At the Kuća Plavca, the traditional symbiosis of humans and water is developed in a contemporary manner and thus different handmade kayaks will belong to the standard inventory of the house, which is presently under construction. Guests in the future can look forward to paddling through the emerald green waters of the Novigrad Sea and to enjoying the spectacular landscape from a completely new perspective.
New member of the Kaj(m)ak team is the Berlin boat builder Lutz Berger. “A phenomenal guy who really has something to say. He studied philosophy and political science but his vocation is to help people build their own boats.” Lutz Berger is the driving force behind the Berlin company Berger-Boote. What began in a narrow backyard in 2010 has in recent years established itself as a renowned manufactory of boatbuilding kits. With Boris Kajmak, Lutz Berger shares a passion for high-quality craftsmanship, water, nature and the view of the world from a boat. His workshops on the subject of boat building have met with an enthusiastic response, even if he doesn’t really like to talk. Still waters are deep.
“To be able to maximise protection of the original structure and to generate a technically solid connection between old and new elements, I had to use a bit more than a tape measurer. Measuring irregular space where original builders aimed but not necessarily gained straight lines and the right angles in any direction, is never an easy task. For getting an idea of the size, surface or volume, the directions of light, heights and thicknesses, manual methods are still fine if one gives effort.
However, building a complex multi storey steel structure that should have a snug fit with uneven stone walls asked for some contemporary tools.
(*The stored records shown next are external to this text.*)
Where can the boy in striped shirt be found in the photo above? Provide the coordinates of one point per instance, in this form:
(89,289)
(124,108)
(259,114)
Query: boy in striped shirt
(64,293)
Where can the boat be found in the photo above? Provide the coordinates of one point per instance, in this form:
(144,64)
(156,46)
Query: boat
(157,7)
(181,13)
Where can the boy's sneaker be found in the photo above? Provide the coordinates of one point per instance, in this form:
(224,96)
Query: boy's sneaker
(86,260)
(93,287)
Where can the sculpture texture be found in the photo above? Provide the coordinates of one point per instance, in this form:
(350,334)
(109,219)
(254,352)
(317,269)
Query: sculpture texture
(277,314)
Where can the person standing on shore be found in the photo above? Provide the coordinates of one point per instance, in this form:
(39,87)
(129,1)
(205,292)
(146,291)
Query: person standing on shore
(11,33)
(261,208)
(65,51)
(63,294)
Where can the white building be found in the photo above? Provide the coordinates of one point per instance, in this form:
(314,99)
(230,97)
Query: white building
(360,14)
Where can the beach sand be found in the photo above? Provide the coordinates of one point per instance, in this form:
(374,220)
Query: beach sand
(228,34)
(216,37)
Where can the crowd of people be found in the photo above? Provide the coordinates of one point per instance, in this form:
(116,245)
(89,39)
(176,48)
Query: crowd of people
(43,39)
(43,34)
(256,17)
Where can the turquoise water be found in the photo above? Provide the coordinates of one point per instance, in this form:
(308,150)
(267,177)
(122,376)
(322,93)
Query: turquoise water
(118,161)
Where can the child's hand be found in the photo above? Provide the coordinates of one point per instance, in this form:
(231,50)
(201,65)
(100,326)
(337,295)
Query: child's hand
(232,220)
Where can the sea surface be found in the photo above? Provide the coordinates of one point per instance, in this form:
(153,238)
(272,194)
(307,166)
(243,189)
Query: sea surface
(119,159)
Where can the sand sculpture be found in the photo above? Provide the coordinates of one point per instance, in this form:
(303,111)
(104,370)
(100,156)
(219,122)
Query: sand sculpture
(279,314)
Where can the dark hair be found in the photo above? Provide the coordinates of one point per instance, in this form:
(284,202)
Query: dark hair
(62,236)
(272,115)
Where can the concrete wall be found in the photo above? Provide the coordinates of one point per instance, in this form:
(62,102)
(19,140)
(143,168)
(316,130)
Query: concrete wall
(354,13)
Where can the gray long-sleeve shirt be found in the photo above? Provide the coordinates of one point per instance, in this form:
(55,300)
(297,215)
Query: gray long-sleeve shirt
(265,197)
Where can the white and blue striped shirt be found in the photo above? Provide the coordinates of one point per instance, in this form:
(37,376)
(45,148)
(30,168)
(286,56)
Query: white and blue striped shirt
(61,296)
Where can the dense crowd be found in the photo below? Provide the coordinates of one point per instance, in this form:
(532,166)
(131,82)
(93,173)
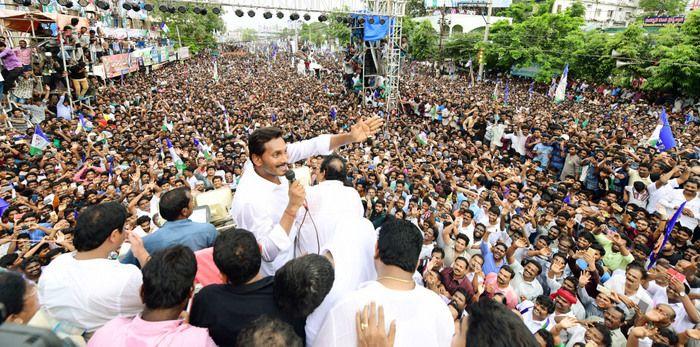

This is why we’ve done a 3D laser scanning of the house as soon as we’ve stripped the walls down to a bare stone. Doing this, we were provided with a 3D mesh that corresponds perfectly to the actual situation in the house, with every stone being visible on the computer model. This way we could adjust “steel structure to be” accordingly to every bump, of the original structure with certainty nothing will be in its way.
The simple rendering of the steel structure shows the layout with its seven platforms made of H-beams, and the stairs connecting those made of perforated steel sheets. Although more details are subjects of change, the general layout is now determined.”
3 houses, each with its very own atmosphere, design concept and individual focus. The common denominator of the three kuće obviously lies in the balance between Novigrad’s traditional heritage and a contemporary, minimalist aesthetic. But Boris Kajmak’s stone houses are also connected by an invisible red thread: of his love for a place and its people, stones, stories, fates and destinies. Of his love for water, but above all for the grey stone giants that emerge on the horizon. “Actually, I want people to come to Novigrad because of these mountains, but the sea is one step ahead in tourism marketing,” says Boris, not turning his gaze away from the silhouette of Velebit. “It is here that the soul of this region lies and here that you can really meet it.”
Also house Nr. 4 is already in the making. This time (and for the first time) Boris Kajmak & Team are restoring for third parties, clients from Munich who have fallen in love with the Kuća project and the Kajmak style. Because the facade of the abandoned tower house is currently decorated with a striking sixties-style render, Boris’ little daughter has already pre-christened it: Kuća Lila.